A bill requiring providers to report immunizations for people 19 and older to the state registry unless patients opt out passed after floor debate about privacy, access and implementation. Sponsors said the change aligns adult reporting with existing child-vaccine practice; vote was 93–42.

The Assembly on Wednesday approved legislation that would make adult immunization reporting routine in New York unless a patient explicitly opts out, moving vaccine reporting for people 19 and older closer to the opt‑in practice already used for children.

Assemblyman John McDonald, sponsor of Assembly bill 765, said the measure changes the language on existing provider forms so that patients are informed of the right to opt out, rather than requiring affirmative opt‑in. “What we’re doing is changing the language… rather than ‘do you want it shared,’ it will say ‘do you decline to share,’” he explained, adding that the Department of Health would not need new forms and that the change is intended to prevent unnecessary repeat vaccinations.

Members on both sides pressed the sponsor about privacy safeguards and operational details.

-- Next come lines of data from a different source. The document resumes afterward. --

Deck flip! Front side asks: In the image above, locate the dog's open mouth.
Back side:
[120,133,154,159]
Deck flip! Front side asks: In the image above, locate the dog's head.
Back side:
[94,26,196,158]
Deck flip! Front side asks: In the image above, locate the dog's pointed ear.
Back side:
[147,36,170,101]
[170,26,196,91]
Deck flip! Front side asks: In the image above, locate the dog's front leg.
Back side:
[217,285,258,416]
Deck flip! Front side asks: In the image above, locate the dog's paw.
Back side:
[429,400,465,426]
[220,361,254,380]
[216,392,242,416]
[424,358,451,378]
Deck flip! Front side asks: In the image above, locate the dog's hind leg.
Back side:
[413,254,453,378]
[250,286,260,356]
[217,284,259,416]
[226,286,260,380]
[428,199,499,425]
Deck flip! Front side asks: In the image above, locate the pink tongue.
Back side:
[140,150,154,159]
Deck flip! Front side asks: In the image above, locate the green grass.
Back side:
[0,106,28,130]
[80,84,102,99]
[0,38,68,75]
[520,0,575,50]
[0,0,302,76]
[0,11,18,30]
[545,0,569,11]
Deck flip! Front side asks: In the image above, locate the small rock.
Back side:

Assemblyman Jensen asked whether the shift would “be a departure from the existing health care privacy provisions” and whether patients would be notified about their opt‑out rights; McDonald said the law would not sacrifice privacy, that access to the NYSIS registry would be limited to authorized users with health‑commerce accounts, and that the Department of Health would use its regulation and provider‑memo process to notify practitioners.

Assemblywoman Giglio and others expressed concern the information could be “weaponized” or used by institutions to deny access; the sponsor responded that authorized access is restricted and that federal HIPAA penalties and state provider training guard against misuse. Members also questioned how records from out‑of‑state providers would be handled; McDonald said many states already upload vaccinations to their registries and that providers can import records with patient consent.

The clerk recorded a party vote: Ayes 93, Nays 42; the bill passed and was placed on the record for follow‑up steps.

Why it matters: The change would make routine reporting of adult immunizations the default in New York, with an opt‑out available. Supporters say the change improves clinical information and prevents unneeded repeat doses; critics raised transparency and access concerns and asked the Department of Health to make opt‑out instructions prominent on intake forms.

The Assembly proceeded to other calendar items after the vote.